Metadata Day Round-Up: 4 Principles That Are Driving Modern Data Governance

In May this year, we at Acryl Data teamed up with LinkedIn once again to host the third edition of Metadata Day. A massive shoutout to our participants, expert panelists, and the 4000+ DataHub community for making this happen!

A quick flashback before I go ahead. In 2020, when we launched Metadata Day, we went all in to focus on the Importance of Metadata. 2021 was all about metadata and the data mesh.

In 2022, we zoomed in — and out — to talk about Metadata: Governance as Code, with a distinguished expert panel from the world of academia, research, and the industry.

I’ll be sharing my key takeaways from this insight and idea-packed session in a series of posts, starting with this one.

But before we dive in, I want to take a minute to set some context and explore the theme of the event.

Why is Data Governance as Code important?

As the workshop kicked off, we realized that there is maybe a more fundamental question that needs to be answered first:

Why are we still talking about data governance?

Data Governance as a term has been around for pretty much as long as Data itself, but we as an industry still seem to grapple with defining it well, much less solving for it.

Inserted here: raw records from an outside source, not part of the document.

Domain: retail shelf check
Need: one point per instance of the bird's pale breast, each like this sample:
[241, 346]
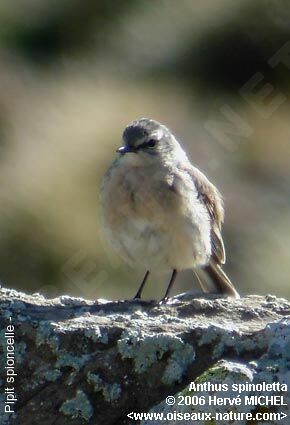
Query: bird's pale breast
[149, 223]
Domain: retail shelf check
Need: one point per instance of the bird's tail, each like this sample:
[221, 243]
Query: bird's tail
[213, 274]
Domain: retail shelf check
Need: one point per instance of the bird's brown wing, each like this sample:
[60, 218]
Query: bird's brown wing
[212, 199]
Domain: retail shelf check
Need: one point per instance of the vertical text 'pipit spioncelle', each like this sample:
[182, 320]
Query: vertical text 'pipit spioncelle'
[160, 212]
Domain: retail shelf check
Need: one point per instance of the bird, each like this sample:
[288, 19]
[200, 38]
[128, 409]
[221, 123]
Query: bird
[160, 212]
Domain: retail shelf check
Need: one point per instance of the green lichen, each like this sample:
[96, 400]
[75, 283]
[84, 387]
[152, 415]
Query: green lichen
[97, 334]
[78, 407]
[111, 392]
[145, 350]
[74, 362]
[46, 335]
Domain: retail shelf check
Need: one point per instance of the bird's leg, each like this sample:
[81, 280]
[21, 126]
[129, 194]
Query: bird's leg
[171, 282]
[139, 292]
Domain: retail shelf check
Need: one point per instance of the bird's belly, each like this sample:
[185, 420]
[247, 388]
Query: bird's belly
[143, 245]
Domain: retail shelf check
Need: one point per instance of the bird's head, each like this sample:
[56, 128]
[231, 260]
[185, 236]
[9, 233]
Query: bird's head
[147, 142]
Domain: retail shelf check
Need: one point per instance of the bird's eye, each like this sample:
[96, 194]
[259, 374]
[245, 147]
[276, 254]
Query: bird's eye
[151, 143]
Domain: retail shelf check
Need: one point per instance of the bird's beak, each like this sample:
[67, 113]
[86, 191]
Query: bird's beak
[126, 149]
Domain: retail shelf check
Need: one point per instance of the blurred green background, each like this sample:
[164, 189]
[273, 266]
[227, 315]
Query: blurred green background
[74, 73]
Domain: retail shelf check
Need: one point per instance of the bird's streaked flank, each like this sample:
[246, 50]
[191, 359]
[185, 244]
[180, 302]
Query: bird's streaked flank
[160, 212]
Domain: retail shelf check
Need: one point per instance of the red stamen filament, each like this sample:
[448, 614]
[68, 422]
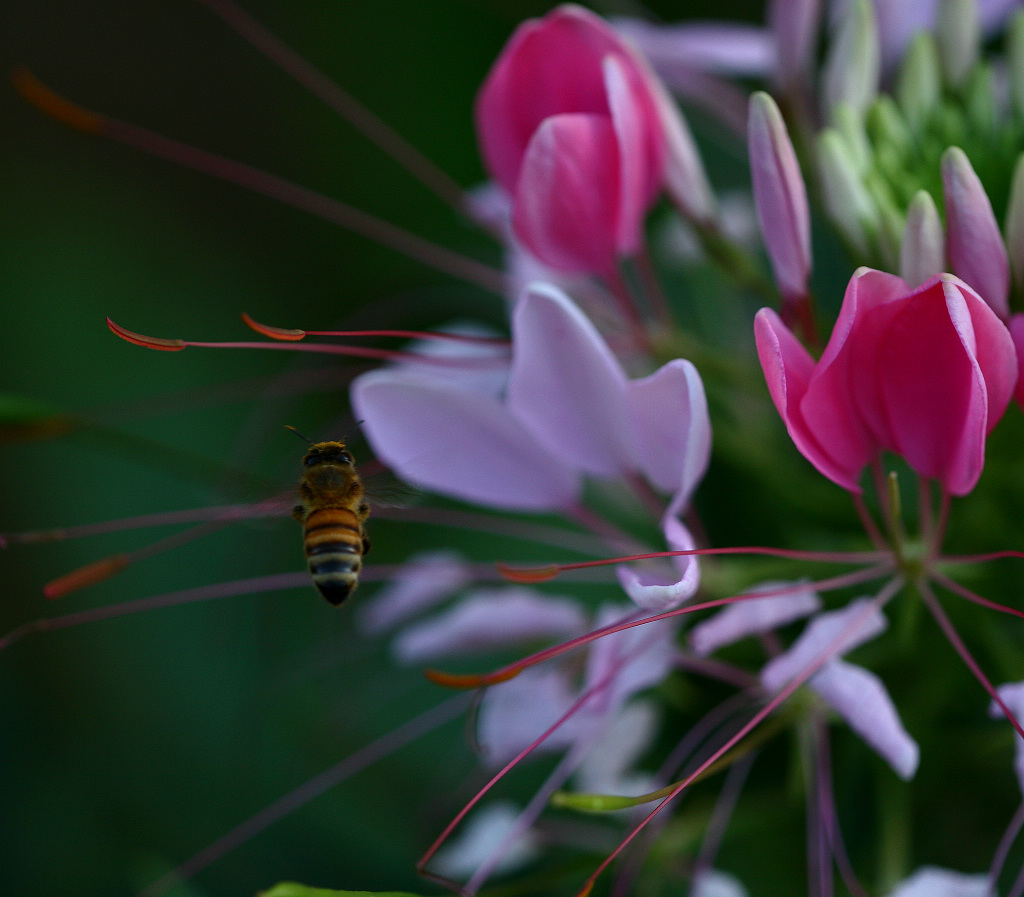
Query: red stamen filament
[175, 345]
[411, 245]
[514, 669]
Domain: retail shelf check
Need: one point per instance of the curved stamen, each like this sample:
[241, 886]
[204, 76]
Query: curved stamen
[477, 680]
[430, 254]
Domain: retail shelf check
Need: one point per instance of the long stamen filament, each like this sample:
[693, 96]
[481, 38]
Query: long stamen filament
[259, 181]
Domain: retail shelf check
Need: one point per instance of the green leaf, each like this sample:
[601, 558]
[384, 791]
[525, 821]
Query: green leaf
[291, 889]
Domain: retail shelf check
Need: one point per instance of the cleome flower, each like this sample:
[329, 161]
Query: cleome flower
[923, 373]
[567, 411]
[578, 131]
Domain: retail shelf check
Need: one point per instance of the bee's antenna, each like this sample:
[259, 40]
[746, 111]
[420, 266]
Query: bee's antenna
[297, 433]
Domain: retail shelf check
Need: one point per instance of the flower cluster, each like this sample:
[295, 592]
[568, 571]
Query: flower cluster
[655, 697]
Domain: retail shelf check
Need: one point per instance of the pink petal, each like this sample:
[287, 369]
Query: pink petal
[974, 243]
[566, 207]
[1017, 333]
[862, 700]
[795, 25]
[565, 385]
[788, 369]
[670, 426]
[459, 443]
[825, 637]
[936, 394]
[755, 615]
[780, 197]
[489, 620]
[549, 67]
[424, 581]
[640, 160]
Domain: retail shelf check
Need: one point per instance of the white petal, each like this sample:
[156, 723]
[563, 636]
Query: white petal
[716, 884]
[459, 443]
[487, 620]
[566, 386]
[657, 585]
[671, 429]
[513, 714]
[424, 581]
[484, 830]
[933, 882]
[862, 700]
[607, 768]
[825, 637]
[787, 602]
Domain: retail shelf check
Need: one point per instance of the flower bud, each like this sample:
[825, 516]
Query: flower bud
[960, 39]
[923, 248]
[974, 243]
[919, 87]
[853, 66]
[780, 197]
[846, 198]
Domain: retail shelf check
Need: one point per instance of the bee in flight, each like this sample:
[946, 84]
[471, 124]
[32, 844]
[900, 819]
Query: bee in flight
[332, 511]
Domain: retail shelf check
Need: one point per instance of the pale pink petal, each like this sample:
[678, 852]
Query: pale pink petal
[657, 585]
[933, 882]
[628, 661]
[565, 385]
[607, 767]
[476, 367]
[424, 581]
[712, 883]
[484, 833]
[566, 208]
[780, 197]
[671, 427]
[1013, 695]
[724, 48]
[513, 714]
[489, 620]
[459, 443]
[795, 26]
[862, 700]
[825, 637]
[974, 243]
[755, 615]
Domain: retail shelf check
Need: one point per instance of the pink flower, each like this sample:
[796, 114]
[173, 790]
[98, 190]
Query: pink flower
[924, 373]
[569, 122]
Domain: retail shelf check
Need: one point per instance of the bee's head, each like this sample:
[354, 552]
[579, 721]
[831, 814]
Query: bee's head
[327, 453]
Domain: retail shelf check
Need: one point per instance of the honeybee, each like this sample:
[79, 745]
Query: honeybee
[332, 512]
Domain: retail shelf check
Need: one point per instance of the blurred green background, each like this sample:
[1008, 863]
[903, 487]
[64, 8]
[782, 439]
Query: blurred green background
[128, 744]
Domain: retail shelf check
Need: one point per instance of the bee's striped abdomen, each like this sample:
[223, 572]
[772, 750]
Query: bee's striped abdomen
[334, 551]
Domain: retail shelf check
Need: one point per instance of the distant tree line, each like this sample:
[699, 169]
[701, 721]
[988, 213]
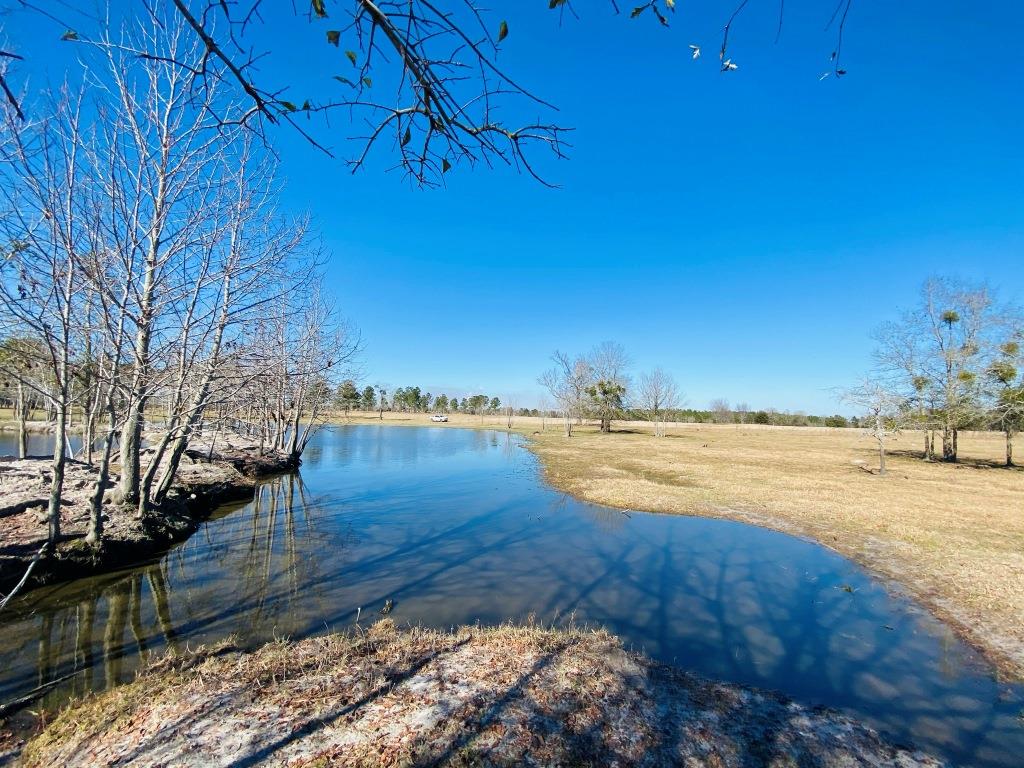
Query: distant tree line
[350, 396]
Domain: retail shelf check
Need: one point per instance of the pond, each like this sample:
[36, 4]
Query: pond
[457, 526]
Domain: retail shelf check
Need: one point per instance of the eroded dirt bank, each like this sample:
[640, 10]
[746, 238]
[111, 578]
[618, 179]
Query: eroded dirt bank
[474, 696]
[205, 480]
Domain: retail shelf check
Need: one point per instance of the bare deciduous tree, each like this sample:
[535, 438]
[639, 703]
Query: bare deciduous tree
[937, 354]
[656, 394]
[884, 414]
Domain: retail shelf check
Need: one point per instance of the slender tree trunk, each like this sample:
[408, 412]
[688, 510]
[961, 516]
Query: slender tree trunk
[59, 462]
[23, 429]
[947, 443]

It’s not for lack of trying, there are a couple of reasons that make it an inherently complicated problem.

• One, it is broad: it includes data quality, privacy, access, and lifecycle management.
• Two, it’s complicated: there are multiple personas, processes, and business use cases to cater to.

The flow of data into, within, and out of today’s organizations is a tsunami breaking through rigid data governance methods. Yet our programs still rely on that command and control approach.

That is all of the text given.